The global pandemic of COVID-19 has affected the lives of millions of people around the world. Health research teams must radically changed their plans and put significant portion of their capacity into research for the disease in order to find effective help as soon as possible. Researchers from Loschmidt Laboratories, the Faculty of Science and the Institute of Computer Science of Masaryk University, the RECETOX Research Center and the International Clinical Research Center of St. Anne’s University Hospital Brno (FNUSA-ICRC) came up with an interesting initiative .

Their project is using computational biochemitry, artificial intelligence and the principles of machine learning. “Using our own CaverDock software, we focused on a protein that is key in the spread of SARS-CoV-2 virus in the human body,” described prof. Mgr. Jiří Damborský, Ph.D. from PřF MUNI and head of the Protein Engineering research team of FNUSA-ICRC. It is a viral S-glycoprotein whose trimer (a molecule of three monomers) forms the protrusions of the SARS-CoV-2 coronavirus envelope and which binds to human host cells.

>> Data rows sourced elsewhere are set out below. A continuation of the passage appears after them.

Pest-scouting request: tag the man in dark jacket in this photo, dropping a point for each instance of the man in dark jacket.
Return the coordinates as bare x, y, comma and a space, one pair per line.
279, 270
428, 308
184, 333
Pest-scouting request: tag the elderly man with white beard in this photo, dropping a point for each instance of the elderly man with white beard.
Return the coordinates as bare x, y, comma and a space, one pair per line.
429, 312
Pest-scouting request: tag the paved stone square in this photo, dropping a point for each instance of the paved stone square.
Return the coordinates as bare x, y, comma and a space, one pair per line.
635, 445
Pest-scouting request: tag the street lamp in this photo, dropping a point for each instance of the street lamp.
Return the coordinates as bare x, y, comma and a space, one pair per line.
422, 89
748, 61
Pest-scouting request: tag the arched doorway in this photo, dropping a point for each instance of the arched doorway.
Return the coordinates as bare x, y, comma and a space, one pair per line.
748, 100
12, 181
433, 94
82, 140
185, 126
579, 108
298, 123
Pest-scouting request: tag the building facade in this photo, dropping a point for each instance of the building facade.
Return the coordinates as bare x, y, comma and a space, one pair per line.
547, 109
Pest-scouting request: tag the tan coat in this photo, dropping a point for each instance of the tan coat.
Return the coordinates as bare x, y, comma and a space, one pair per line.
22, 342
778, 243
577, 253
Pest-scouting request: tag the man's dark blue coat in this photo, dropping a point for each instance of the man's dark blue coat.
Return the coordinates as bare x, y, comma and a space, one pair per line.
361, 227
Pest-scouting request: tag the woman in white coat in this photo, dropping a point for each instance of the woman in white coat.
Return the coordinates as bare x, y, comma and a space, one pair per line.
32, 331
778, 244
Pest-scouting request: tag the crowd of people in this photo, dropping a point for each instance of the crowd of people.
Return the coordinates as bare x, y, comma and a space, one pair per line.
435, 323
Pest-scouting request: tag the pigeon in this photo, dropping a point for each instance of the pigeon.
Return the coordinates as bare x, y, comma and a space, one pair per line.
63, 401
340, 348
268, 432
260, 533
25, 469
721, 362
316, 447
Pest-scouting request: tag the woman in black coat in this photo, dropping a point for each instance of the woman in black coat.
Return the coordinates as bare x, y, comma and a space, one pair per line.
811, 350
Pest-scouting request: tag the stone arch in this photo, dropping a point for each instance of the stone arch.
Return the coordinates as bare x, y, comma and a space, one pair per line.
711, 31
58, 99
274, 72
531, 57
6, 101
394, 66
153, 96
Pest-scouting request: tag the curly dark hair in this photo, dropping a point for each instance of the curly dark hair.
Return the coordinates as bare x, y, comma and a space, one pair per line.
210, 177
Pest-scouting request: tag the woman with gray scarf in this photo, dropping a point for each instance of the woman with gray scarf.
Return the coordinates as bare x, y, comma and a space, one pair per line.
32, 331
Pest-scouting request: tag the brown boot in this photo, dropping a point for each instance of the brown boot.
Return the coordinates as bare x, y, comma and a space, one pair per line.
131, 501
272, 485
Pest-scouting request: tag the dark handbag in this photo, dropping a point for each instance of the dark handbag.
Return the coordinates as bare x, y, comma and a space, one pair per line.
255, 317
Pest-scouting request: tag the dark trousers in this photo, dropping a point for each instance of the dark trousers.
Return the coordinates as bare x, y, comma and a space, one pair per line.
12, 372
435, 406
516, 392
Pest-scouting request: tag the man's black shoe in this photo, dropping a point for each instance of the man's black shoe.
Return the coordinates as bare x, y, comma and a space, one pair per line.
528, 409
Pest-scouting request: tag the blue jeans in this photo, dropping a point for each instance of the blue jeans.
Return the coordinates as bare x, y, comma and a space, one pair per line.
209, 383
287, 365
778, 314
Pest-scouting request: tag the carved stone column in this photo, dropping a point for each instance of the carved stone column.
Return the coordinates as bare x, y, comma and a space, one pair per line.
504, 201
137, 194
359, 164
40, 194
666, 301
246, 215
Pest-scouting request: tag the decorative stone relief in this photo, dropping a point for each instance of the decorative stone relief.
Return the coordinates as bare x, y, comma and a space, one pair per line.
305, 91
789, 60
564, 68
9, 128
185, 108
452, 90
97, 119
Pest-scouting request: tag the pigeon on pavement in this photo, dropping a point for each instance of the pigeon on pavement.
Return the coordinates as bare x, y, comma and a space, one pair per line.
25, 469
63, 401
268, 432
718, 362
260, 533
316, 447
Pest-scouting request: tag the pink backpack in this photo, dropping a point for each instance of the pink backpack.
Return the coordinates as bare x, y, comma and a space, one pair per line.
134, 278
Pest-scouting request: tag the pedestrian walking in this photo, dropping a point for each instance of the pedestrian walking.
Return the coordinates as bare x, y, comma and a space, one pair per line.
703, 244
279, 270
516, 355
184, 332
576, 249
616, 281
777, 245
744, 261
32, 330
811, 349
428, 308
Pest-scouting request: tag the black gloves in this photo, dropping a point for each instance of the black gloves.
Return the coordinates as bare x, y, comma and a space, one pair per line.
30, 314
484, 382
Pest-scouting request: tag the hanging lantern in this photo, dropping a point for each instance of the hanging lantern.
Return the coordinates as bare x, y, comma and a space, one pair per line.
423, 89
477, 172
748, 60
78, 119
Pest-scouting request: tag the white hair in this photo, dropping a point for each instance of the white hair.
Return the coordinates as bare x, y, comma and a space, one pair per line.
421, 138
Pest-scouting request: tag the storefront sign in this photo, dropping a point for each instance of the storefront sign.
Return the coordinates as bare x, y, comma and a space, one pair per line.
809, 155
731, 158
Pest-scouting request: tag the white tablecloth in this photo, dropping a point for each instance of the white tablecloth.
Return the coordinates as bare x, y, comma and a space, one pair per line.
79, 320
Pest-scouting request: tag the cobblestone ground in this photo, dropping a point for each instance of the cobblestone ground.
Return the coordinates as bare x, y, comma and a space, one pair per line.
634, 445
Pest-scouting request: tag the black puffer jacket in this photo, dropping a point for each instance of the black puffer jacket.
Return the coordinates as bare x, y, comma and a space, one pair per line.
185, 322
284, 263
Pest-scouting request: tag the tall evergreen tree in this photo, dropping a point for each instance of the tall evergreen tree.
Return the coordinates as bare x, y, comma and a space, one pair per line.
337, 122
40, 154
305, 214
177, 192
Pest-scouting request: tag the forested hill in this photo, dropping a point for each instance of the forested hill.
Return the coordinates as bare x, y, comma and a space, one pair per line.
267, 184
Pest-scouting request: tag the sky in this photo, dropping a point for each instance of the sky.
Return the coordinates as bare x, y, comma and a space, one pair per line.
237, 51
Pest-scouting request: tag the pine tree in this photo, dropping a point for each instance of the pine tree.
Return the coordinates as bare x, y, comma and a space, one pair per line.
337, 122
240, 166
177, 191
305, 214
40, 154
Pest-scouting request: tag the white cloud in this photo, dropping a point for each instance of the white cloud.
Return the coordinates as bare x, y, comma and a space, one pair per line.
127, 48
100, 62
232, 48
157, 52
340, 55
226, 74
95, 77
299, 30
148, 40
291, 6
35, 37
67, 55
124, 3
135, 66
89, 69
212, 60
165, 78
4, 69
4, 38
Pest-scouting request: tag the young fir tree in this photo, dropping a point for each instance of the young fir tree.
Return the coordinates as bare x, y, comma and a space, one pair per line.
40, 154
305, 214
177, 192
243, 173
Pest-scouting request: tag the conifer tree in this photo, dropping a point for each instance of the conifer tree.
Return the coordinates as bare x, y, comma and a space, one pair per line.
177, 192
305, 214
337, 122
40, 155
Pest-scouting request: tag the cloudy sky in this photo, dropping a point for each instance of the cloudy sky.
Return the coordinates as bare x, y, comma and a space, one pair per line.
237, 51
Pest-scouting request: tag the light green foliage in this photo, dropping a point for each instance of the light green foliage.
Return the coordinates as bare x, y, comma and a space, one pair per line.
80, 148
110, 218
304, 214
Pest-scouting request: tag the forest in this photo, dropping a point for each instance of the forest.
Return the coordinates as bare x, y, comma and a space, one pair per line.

The researchers performed a so-called virtual screening of 4,359 approved drugs to find out their effectiveness on this particular protein. We have used in house program CaverDock for the first time to study such a large pool of molecules in this project. The sofware posessed excellent robustness and is among the most reliable tools in its category.“ commented author of Dr. Jiří Filipovič from the Institute of Computer Science. The software CaverDock was developed thanks to support from internal grant agency of MU for interdisciplinary research and is provided to a wide user community by national infrastructure ELIXIR.CZ. “We performed several simulations of changes in the molecular arrangement of this protein to see which of the known drugs could be most effective,” said Dr. Gaspar Pinto from Loschmidt Laboratories MU and FNUSA-ICRC. Because such a process generates an enormous amount of data, machine learning methods and artificial intelligence are used to analyze them. “We also submitted the grant application to Microsoft for the use of the Azure cloud,” added Dr. Pinto.

Based on these calculations, several approved drugs have been proposed that can block this protein and thus prevent the virus from binding to the human host cell. “Artificial intelligence can also offer new drug structures that bind to protein even more effectively,” said Dr. Pinto. “This is a new area of COVID-19 research, we are creating software solutions to accelerate the development of new drugs.”